E isso é importante para nossa formação”, reforça.
Para Jorge Trabanco, que
vive o personagem Enéas, a atuação do maestro Santos foi
muito importante para que a ópera não se constituísse apenas
num conjunto de notas e técnicas. “Luís Otávio foi muito
importante nisso para dar esses toques. Sem ele, o trabalho
ficaria apenas uma sequência de notas musicais. Ele deu
esse sentido de interpretação. Ele traduziu da partitura
o Purcell que ele queria ouvir. E isso foi muito importante
para nós”, diz Trabanco.
Belinda, dama de companhia
de Dido, é o avesso da patroa. É quem dá ritmo à ópera,
na opinião de Érika Andrade, aluna do segundo ano de canto
lírico no Instituto de Artes da Unicamp. Viver essa mulher
alegre, que tenta amenizar o sofrimento de Dido, é um presente
para uma aluna de graduação, na sua opinião. “Fiquei feliz
com a seleção. A gente precisa sempre buscar mais. É uma
grande oportunidade, logo tão cedo, já poder participar
de óperas como essa e a Flauta Mágica, no ano passado. E
sempre com incentivo de nossos professores”, diz Érika,
que vive um momento especial por participar de duas óperas
ao mesmo tempo. “Interpreto também Bastienne, na ópera de
Mozart Bastien e Bastienne, que será encenada terça e quarta-feira,
às 20 horas, no Centro de Convivência de Campinas. São duas
personagens diferentes: a Belinda, que é criação de um compositor
barroco, e Bastienne, de Mozart, um representante do classicismo.

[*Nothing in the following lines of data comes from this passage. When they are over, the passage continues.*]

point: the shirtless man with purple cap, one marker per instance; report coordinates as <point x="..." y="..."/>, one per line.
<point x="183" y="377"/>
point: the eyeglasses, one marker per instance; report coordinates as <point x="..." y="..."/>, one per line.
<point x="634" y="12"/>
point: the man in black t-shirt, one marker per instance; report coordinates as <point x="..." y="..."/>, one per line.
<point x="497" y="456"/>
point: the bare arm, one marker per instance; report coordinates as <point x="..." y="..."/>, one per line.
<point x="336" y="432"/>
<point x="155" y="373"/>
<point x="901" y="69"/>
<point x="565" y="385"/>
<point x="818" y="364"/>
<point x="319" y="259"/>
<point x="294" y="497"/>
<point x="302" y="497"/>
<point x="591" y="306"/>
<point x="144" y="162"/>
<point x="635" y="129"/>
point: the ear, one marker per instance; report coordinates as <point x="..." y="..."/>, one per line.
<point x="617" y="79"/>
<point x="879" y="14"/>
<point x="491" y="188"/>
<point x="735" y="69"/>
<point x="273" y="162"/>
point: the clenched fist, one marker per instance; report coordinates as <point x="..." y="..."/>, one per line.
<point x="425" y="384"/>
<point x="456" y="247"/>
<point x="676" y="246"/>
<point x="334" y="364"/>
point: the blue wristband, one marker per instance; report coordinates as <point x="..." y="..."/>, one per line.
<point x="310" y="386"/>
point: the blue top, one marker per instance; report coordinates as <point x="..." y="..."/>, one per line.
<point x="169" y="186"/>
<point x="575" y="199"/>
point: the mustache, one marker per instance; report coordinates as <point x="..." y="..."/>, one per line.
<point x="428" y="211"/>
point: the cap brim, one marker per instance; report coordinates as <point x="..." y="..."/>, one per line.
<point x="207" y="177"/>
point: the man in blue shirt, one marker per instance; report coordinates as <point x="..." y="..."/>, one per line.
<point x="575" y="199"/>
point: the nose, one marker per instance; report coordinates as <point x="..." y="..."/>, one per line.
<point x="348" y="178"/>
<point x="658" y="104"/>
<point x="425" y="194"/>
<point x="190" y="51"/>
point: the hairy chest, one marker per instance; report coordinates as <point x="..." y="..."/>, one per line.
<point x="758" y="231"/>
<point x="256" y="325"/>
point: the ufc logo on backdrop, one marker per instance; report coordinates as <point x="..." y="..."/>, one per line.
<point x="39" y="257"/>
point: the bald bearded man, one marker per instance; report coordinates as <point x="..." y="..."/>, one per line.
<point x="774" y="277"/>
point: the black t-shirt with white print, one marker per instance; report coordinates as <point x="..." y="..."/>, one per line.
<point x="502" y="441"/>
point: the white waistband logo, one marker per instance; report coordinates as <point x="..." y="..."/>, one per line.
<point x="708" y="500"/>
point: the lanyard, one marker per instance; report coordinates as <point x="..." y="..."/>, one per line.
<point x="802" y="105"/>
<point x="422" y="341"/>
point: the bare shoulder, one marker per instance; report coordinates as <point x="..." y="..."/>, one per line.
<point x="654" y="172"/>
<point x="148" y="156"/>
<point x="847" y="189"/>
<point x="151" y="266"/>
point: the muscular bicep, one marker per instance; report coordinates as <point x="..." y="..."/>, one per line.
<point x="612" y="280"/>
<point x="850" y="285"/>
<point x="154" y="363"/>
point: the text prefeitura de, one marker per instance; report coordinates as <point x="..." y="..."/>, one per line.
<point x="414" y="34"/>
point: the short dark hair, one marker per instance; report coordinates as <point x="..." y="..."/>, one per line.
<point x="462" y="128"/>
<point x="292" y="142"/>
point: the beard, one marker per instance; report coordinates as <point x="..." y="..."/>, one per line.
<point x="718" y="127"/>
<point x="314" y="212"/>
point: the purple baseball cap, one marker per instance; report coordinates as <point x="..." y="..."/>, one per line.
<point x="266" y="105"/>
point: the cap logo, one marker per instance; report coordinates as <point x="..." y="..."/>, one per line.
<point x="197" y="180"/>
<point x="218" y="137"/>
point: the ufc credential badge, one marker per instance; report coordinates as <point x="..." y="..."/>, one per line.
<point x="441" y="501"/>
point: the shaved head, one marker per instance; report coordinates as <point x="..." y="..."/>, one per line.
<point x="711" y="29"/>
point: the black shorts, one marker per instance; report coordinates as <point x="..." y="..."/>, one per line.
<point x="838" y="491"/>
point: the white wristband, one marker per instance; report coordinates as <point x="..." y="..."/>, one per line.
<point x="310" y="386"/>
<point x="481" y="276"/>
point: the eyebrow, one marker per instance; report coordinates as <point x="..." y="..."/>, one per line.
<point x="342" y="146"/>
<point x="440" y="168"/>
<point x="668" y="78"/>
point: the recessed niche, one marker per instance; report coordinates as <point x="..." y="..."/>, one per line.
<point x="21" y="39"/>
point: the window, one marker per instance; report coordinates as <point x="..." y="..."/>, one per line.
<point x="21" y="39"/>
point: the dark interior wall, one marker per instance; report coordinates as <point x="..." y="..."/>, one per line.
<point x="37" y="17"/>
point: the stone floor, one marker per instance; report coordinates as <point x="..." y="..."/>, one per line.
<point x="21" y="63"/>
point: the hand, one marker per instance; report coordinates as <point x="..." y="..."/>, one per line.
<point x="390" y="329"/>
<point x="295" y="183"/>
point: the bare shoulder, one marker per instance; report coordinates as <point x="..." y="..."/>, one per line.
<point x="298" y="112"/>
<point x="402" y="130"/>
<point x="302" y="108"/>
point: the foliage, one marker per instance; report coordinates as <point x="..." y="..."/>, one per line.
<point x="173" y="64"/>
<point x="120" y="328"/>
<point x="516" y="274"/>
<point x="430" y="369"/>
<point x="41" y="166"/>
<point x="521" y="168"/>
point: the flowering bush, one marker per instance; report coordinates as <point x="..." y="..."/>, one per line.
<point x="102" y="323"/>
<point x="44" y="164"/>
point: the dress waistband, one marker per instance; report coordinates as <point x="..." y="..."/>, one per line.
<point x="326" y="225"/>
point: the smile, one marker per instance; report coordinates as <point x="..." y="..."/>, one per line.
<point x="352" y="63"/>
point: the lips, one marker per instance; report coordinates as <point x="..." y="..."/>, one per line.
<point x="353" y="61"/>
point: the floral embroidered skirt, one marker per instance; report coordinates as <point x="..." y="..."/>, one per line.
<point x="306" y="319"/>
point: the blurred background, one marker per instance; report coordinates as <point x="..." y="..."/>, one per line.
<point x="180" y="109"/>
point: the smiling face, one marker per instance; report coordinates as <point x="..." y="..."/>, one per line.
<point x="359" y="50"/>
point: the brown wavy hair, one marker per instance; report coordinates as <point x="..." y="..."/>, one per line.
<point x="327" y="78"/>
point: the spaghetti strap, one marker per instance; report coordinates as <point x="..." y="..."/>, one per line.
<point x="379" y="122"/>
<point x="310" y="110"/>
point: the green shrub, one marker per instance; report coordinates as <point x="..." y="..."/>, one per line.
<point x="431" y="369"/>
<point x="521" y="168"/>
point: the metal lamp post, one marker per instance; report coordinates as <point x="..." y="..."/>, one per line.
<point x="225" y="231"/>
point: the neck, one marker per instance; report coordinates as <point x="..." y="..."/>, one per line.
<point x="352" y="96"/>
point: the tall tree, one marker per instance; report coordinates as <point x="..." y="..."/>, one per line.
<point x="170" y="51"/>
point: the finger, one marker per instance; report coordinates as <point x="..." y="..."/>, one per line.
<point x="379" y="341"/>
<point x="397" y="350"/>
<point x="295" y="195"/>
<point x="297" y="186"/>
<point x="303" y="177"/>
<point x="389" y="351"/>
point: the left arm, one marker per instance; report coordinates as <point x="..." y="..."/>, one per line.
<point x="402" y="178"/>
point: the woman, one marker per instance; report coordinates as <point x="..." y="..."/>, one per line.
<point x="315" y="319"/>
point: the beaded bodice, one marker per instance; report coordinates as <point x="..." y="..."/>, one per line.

Uma é alegre; a outra romântica. Mas está sendo um momento
especial experimentar duas personagens diferentes”, acrescenta.
Uma vocação descoberta na
infância fez com que Ana Carolina Marchi conquistasse vários
solos também na Universidade, desde que ingressou no curso
de canto, mas a primeira personagem operística, a Second
Woman (Segunda Mulher), é abraçada com carinho e dedicação
pela soprano.
“É uma oportunidade rara
ter uma ópera rica como Dido e Eneas sendo apresentada e
gravada em Campinas. A emoção dos personagens – bruxas,
espírito, coro, e o elenco de primeiros solistas – acaba
inserindo as pessoas no mundo da ópera”, diz a soprano Marina
Lobato, que interpreta a primeira bruxa.
A gravação do DVD, segundo
o diretor da Rádio e Televisão Unicamp, Eduardo Paiva, envolveu
uma equipe de profissionais e estudantes da área de audiovisual.
“É muito bom poder participar disso. Isso é importante para
novas discussões de linguagem, envolvendo alunos e estagiários.
A participação da TV tem um recorte bastante educacional
e acadêmico. Não é simplesmente o registro de uma ópera,
é a produção de um DVD, na qual temos de estudar como se
transporta uma cena para a televisão; como deve ser o registro
de uma ópera; como produzir um making off . É um projeto
que tem seu encanto”, acrescenta Paiva.